En réponse à l’activité cardiaque détectée, et en fonction des microprocesseurs et de leurs
programmations, le stimulateur va répondre si nécessaire par une stimulation cardiaque auriculaire
et/ou ventriculaire. Cette stimulation se caractérise par l’application d’une tension faible de
quelques volts pendant quelques dixièmes de millisecondes sur la surface du myocarde. Elle
entraîne une dépolarisation provoquant une contraction.
Un stimulateur cardiaque est constitué d’un boîtier associé à une ou plusieurs sondes de stimulation.
Le boîtier est étanche, généralement en titane. Il est fin (de 6 à 8 mm d’épaisseur environ), petit (de
volume 8 à 12 cm3) et de forme arrondie atraumatique. Il est habituellement implanté sous la peau
en dessous de la clavicule. Il comporte une pile (en lithium-iode, lithium dioxyde de manganèse ou
argent pentoxyde de vanadium) faisant fonction de générateur et un circuit électrique qui envoie les
impulsions électriques. C’est la batterie ou pile qui prend 90% de la place dans le boîtier,
l’électronique prenant plutôt une place équivalente à celle d’un ongle. Il est surmonté d’un
connecteur transparent pour assurer la connexion boîtier-électrodes.
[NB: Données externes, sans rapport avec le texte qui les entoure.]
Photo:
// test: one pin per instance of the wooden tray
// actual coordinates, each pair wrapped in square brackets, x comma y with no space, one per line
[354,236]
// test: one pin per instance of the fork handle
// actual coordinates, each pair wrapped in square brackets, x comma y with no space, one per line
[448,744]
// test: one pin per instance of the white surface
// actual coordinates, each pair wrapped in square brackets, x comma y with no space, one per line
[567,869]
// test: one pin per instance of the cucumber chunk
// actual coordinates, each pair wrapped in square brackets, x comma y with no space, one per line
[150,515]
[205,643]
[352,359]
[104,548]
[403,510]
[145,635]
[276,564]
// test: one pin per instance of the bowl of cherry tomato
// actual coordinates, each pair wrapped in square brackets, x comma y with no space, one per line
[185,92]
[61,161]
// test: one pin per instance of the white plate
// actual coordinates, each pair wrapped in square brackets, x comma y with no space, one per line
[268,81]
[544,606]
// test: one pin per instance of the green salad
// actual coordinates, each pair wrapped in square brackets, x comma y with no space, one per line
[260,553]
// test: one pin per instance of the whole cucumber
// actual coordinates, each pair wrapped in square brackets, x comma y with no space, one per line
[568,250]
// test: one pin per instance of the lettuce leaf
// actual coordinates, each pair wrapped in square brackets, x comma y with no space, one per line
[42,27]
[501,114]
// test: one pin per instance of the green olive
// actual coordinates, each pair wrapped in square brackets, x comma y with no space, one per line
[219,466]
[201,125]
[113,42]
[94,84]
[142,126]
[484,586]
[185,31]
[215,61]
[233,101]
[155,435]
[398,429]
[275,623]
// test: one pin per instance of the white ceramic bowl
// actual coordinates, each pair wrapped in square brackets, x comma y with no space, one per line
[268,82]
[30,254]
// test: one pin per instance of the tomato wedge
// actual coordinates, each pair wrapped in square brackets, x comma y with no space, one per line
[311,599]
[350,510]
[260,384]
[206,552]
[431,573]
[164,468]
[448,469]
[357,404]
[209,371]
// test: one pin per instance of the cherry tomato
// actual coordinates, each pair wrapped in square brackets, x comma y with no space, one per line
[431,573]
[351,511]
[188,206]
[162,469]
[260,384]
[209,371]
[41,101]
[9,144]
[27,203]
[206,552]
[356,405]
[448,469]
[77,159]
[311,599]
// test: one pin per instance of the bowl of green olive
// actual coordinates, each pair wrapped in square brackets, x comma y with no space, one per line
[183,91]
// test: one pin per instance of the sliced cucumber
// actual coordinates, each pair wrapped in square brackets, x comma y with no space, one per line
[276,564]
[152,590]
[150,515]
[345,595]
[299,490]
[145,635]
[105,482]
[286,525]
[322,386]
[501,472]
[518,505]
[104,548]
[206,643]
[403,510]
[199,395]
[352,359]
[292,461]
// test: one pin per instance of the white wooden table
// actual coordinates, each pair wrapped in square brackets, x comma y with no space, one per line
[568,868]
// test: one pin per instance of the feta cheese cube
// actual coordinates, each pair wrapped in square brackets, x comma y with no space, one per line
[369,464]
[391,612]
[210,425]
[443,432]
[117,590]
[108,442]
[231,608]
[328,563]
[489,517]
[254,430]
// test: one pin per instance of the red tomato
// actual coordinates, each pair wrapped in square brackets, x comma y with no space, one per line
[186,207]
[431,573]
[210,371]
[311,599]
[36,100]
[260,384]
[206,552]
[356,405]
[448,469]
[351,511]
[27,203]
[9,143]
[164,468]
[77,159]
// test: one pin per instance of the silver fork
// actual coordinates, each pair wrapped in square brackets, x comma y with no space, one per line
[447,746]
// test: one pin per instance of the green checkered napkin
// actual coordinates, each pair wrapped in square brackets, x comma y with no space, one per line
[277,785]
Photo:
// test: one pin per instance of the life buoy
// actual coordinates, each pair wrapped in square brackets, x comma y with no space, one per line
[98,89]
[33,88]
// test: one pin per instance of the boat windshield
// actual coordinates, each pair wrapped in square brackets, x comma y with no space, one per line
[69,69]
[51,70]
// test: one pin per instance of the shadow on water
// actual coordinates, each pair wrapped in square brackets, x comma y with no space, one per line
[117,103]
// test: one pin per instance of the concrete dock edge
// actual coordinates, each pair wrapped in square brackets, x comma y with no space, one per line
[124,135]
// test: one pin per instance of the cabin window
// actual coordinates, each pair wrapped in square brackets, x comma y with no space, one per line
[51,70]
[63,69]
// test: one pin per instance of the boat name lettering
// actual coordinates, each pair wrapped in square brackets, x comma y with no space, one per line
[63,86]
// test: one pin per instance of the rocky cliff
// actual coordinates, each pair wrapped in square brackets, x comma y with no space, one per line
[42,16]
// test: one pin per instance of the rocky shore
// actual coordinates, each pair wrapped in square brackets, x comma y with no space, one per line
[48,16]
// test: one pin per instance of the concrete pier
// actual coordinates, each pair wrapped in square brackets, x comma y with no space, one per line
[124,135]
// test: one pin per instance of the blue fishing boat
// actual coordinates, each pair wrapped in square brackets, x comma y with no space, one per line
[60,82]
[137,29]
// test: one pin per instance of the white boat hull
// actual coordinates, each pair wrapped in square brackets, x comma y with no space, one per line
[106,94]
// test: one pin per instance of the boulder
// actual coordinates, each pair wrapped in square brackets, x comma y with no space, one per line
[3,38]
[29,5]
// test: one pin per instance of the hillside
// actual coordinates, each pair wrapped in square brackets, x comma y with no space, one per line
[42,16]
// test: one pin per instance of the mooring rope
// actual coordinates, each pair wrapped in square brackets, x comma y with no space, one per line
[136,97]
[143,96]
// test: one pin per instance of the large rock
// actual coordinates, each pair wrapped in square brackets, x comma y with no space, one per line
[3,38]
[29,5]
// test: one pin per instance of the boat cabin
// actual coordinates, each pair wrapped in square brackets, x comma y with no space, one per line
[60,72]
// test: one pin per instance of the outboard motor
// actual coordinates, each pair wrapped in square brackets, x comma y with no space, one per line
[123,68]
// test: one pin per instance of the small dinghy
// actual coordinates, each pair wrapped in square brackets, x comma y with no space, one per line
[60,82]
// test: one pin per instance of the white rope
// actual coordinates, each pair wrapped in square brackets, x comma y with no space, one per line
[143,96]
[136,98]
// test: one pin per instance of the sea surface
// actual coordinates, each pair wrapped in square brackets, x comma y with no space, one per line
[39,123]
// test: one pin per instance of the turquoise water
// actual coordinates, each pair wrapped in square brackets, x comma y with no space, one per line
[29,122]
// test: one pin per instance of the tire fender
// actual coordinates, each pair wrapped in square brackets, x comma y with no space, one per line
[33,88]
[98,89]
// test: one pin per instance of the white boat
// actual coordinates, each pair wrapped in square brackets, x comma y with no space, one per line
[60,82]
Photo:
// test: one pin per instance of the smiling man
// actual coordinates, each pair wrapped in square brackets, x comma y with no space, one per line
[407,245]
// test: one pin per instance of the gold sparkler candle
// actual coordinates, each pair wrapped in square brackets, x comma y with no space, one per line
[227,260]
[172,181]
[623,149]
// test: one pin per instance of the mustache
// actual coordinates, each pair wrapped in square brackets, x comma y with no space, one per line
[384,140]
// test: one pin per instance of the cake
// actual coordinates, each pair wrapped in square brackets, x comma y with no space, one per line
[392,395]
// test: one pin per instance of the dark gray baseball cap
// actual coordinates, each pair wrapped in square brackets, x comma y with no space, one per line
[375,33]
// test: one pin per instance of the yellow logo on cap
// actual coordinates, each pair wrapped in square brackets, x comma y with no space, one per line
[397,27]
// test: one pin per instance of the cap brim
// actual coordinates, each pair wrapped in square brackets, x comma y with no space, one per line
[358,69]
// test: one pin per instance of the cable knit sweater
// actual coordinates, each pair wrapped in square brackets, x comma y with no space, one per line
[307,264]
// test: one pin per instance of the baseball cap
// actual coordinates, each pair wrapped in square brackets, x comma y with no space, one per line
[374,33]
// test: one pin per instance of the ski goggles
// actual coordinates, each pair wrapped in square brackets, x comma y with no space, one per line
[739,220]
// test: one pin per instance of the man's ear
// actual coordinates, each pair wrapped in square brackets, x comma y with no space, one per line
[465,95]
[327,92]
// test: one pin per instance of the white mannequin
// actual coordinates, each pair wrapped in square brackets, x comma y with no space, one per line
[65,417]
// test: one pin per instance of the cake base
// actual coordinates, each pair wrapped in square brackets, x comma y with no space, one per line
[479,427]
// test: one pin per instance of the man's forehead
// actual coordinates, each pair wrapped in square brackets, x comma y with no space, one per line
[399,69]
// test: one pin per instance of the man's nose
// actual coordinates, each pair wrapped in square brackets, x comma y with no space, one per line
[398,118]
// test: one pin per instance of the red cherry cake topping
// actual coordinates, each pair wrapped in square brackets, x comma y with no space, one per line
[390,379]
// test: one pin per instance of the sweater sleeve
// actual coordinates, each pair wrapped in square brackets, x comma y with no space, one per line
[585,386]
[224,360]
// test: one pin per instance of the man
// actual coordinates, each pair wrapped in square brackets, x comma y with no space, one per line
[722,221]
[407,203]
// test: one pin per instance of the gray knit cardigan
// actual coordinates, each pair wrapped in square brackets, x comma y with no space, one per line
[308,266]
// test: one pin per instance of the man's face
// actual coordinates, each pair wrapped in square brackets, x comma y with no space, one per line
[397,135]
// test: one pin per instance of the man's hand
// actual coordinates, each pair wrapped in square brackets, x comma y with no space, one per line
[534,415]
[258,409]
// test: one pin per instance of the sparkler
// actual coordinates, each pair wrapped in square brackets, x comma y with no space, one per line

Figure4 : intérieur d’un stimulateur cardiaque
Les sondes de stimulation
Les sondes de stimulation sont généralement mises en place par voie endocavitaire c'est-à-dire
qu’elles sont implantées dans les cavités cardiaques puis reliées au boîtier du stimulateur.
On distingue les sondes atrioventriculaires (sonde unique pour stimulation double chambre), les
sondes de stimulation atriale ou ventriculaire droites bipolaires, les sondes de stimulation
ventriculaire droite unipolaire et enfin les sondes transveineuses de stimulation ventriculaire gauche
encore appelées sondes de sinus coronaire. Chaque sonde est fournie avec les accessoires
nécessaires à sa manipulation.
Il existe aussi des sondes épicardiques. Elles ne sont plus endocavitaires (à l’intérieur des cavités)
mais implantées et positionnées directement à la surface du cœur à l’aide de micro-vis ou autre
système. Elles sont indiquées lorsque l’implantation d’un stimulateur cardiaque a lieu au cours
d'une intervention de chirurgie cardiaque, ou en cas d’impossibilité d'abord endocavitaire (problème
veineux, cardiopathie contre-indiquant la voie endocavitaire, endocardite évolutive, échec de la voie
endocavitaire par exemple) ou encore pour la stimulation pédiatrique (poids < 10 kg).
La sonde de stimulation permet de connaître l'activité cardiaque existante. Elle conduit les
informations au stimulateur cardiaque et transmet les impulsions électriques au cœur selon la
programmation du stimulateur. C’est généralement la même sonde qui sert à la fois pour la
détection et la stimulation avec des temps d’écoute et des temps de stimulation individualisés.
Une sonde de stimulation est composée d’une électrode, d’un conducteur métallique enrobé d’un
isolant, et d’un connecteur (connection IS-1 standard).